Ever had a rough running engine? Ever made a incorrect calculation of the density altitude? Ever made a wrong decision based on interpretations of the weather forecast? What kind of reasoning and decision-making lead to a happy ending? Or is the ending not so happy? This clever book by Reya Kempley is about our “awareness” regarding flight safety. Are we always safety-aware, or sometimes not?

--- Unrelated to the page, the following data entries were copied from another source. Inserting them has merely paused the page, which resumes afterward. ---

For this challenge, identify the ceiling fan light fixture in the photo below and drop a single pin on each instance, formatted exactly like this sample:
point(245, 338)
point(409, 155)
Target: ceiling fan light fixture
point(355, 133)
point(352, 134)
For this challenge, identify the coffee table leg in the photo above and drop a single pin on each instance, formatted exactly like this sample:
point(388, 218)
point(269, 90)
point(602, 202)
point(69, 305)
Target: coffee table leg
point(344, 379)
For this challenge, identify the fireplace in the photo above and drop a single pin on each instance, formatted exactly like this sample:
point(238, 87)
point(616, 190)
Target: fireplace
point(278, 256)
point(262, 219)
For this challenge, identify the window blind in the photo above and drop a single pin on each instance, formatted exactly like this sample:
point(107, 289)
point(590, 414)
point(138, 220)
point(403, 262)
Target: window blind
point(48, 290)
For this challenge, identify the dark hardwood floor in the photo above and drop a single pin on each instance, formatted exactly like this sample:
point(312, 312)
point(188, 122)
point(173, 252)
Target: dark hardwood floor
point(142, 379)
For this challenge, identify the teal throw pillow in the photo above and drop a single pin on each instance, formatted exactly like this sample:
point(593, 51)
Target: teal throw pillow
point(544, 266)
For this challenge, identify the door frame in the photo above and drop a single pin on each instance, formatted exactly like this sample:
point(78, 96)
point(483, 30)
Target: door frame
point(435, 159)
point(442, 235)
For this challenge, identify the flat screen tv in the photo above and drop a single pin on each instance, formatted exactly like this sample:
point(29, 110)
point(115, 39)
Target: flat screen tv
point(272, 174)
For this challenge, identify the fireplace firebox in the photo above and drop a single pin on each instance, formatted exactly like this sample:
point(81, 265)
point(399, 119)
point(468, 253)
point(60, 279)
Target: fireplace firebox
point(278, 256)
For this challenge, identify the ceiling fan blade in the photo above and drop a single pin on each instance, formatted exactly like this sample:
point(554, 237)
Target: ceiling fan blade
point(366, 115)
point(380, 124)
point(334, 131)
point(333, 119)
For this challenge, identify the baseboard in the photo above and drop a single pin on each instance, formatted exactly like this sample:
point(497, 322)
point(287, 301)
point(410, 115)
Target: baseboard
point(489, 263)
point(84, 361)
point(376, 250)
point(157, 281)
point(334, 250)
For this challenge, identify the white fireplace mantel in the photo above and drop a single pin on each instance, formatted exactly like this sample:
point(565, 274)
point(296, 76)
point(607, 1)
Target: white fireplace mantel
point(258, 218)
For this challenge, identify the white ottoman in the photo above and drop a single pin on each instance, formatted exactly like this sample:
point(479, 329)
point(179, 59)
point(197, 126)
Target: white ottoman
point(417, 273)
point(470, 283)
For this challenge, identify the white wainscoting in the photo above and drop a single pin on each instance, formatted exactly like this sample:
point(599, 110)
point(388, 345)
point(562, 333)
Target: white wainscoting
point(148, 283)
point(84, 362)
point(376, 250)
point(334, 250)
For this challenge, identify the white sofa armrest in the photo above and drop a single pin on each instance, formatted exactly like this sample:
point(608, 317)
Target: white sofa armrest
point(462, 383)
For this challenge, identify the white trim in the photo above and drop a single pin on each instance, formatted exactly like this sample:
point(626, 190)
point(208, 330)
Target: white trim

The book contains 8 scenarios you read your own way. The scenarios incorporate decision trees; for example, in a given situation if you choose for option A you will be directed to, say, page 16; and if you choose for option B, you will be directed to page 20. We all know that such decision trees are processed into many software programs. We often use decision trees unconsciously. In fact, there are many algorithms that we often use. An algorithm is a finite set of instructions that lead from a given initial state to the corresponding goal. In a sense, you as the reader of this book also use algorithms, but instead deliberately and with the knowledge that certain decisions do not lead to a happy ending. When you first start reading the book, it takes a moment or so to get used to its forwards / backwards structure but you will soon become a dab hand at it and find it amusing.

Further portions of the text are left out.